Paletas are easy, and rewarding, to make as no icecream machine, whisking or churning are required; all you need is iced lollipop moulds, which are readily available. The fruit purée is poured straight into them and then frozen until hard. The texture is difficult to describe, as it is neither hard nor soft, or even crunchy; fudgy is perhaps the best word.
Be sure to use very ripe apricots for a fabulously intense, sweet and sharp, fresh flavour.
Iced apricot lollies – Paletas de chabacano
Makes about 500 ml/2 cups/16 fl oz, enough for 4 to 6 lollies
450 g/1 lb fresh apricots, halved and stoned
125 ml/1/2 cup/4 fl oz water
150 g/5 oz caster/superfine sugar or to taste
Fresh lemon juice
Place the apricot halves in a saucepan, pour in the water and stir in the sugar. Cook, covered, over low heat until they have totally broken down. Cool for ten minutes then blend in a blender or food processor until totally smooth. Add a good squeeze of fresh lemon juice and set aside until completely cold.

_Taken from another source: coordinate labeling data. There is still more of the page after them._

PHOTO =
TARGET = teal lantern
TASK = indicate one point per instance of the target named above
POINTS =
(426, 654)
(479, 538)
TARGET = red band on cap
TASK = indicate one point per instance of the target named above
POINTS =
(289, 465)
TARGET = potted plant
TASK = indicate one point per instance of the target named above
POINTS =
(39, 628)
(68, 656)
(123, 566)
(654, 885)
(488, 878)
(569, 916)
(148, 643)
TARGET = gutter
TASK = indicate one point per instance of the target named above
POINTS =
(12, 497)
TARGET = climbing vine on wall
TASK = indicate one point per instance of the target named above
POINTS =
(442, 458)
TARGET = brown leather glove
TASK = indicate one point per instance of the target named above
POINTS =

Stir well. Taste and adjust the flavour, adding more sugar or lemon juice if needed. It should be sweet and sharp at the same time, aromatic and intense, with a bit of a tang but no hint of mouth-puckering acidity.
Pour into lollipop moulds and freeze until firm, then enjoy the paletas fairly soon as they tend to lose their freshness and sparkle if they are left languishing in the freezer for weeks on end.